The geese were flying south again and they’d woken up to snow more than once already, though it hadn’t lasted past noon. The bucks were telling them it was time to reseal in icy night-whispers. She had been awakened by the drafts more than once, just as she’d reminded him more than once to pick up the foam gun. She looked at him still snoring beside her with a twinge of multi-faceted resentment.
Knowing she’d never fall back, she slid her feet into the sheepskin slippers he’d given her for their first Christmas years ago. He hated the state of them and had tried to get her to wear the new ones he’d bough last year (at no small cost, because to them there was no such thing), but she was sentimental and couldn’t smell them anyway. Standing at the three-hole double-basin porcelain kitchen sink while the percolator filled with well water, she watched the pair of cardinals outside the window. It was always the same: the male arrived first in his fine cardinal’s vestments, ensuring the absence of threats, and then retreated to the juniper bushes while the female dined at the feeder.

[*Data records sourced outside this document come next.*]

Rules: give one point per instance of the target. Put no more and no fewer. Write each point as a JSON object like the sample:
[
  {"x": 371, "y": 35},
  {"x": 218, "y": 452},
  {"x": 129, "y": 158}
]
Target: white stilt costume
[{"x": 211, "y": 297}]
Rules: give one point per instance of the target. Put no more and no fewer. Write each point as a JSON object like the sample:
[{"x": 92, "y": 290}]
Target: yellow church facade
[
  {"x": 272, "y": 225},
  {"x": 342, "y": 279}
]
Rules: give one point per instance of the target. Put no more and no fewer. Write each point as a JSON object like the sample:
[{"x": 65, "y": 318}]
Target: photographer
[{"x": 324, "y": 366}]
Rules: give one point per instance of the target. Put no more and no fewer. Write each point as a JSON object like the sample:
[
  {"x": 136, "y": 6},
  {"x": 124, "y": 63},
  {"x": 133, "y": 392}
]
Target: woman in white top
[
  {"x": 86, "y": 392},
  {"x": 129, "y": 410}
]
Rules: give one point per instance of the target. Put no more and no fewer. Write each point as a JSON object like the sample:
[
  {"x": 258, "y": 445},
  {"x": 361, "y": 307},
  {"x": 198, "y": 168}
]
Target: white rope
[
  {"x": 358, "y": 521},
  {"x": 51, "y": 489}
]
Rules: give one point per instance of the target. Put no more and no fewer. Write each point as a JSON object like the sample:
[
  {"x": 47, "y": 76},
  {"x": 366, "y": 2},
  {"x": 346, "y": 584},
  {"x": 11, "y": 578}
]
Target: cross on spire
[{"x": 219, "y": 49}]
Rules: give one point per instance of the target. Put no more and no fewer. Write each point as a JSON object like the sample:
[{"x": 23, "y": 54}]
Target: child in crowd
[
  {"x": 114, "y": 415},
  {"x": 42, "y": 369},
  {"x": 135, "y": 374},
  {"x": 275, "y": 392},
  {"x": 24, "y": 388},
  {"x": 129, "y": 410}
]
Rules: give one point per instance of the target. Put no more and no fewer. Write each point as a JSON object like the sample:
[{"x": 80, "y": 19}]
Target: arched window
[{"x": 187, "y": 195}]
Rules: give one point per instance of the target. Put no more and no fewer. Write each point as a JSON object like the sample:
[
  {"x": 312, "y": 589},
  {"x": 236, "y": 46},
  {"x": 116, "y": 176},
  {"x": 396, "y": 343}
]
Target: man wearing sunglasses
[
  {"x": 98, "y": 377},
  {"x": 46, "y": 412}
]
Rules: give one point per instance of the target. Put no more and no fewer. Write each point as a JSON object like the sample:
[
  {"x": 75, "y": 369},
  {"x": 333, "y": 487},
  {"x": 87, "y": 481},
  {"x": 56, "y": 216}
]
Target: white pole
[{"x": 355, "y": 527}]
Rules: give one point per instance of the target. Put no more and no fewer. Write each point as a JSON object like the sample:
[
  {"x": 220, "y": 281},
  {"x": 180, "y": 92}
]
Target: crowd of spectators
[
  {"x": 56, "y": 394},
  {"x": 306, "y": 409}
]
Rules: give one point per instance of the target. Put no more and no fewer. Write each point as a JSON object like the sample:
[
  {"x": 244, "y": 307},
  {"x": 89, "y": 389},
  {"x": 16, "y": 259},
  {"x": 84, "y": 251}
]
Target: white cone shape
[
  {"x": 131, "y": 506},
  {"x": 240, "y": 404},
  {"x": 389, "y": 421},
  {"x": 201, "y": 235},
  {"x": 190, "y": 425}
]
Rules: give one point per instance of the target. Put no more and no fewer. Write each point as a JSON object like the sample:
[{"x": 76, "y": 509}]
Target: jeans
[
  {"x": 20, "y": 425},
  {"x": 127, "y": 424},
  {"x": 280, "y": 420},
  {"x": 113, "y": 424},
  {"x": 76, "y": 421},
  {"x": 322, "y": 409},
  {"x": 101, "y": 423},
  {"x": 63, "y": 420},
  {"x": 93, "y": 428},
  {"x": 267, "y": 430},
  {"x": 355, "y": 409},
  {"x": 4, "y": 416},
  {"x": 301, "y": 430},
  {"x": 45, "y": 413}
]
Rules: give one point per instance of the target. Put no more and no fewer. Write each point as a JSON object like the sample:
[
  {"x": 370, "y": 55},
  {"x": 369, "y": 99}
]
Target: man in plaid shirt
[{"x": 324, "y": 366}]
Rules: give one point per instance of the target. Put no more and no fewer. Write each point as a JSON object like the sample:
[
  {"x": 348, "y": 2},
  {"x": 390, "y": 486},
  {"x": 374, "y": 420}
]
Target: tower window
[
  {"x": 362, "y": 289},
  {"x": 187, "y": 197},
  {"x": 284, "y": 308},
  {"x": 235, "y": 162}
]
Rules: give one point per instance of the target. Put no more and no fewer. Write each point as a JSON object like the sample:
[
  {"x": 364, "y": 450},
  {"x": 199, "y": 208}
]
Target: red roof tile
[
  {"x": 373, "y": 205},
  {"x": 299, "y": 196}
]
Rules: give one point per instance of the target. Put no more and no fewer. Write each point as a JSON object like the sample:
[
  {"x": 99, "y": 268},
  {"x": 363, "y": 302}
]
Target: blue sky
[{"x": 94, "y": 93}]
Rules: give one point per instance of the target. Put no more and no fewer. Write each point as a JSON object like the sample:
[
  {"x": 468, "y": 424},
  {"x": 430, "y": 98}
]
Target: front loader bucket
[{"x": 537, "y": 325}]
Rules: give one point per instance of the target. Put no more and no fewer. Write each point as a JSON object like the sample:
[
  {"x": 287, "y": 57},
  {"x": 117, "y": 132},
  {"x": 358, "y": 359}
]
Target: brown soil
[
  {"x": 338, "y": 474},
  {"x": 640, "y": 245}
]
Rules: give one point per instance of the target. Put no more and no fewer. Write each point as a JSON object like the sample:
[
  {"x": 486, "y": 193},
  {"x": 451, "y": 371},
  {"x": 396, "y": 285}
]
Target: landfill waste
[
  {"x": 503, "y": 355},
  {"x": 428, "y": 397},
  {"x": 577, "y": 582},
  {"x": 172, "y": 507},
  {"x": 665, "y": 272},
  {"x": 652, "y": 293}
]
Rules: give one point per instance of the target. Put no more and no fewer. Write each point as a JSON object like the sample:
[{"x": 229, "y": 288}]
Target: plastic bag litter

When she was finished he would escort her back to wherever their secret hideout was located. She imagined it was secret because he was so protective.
He had been raised a Catholic, and to him the cardinal’s finery was merely the embodiment of the color of doubt. She’d once caught him throwing horse chestnuts at the tiny creature; when she questioned his motives, he offered her nothing. She didn’t catch him at it again, but wondered often if he was still at it.
That incident had gotten her thinking about the irony of it all. He considered the cardinal as a symbol of doubt, and here she was, doubtful yet again that his bad behavior at the bird’s expense had ceased. She laughed aloud to herself; unaware that he’d been leaning on the doorframe for five minutes now, admiring the figure she cut in her black yoga pants against the white of the kitchen fixtures.
What’s so funny, he asked, rubbing the sleep from his eyes.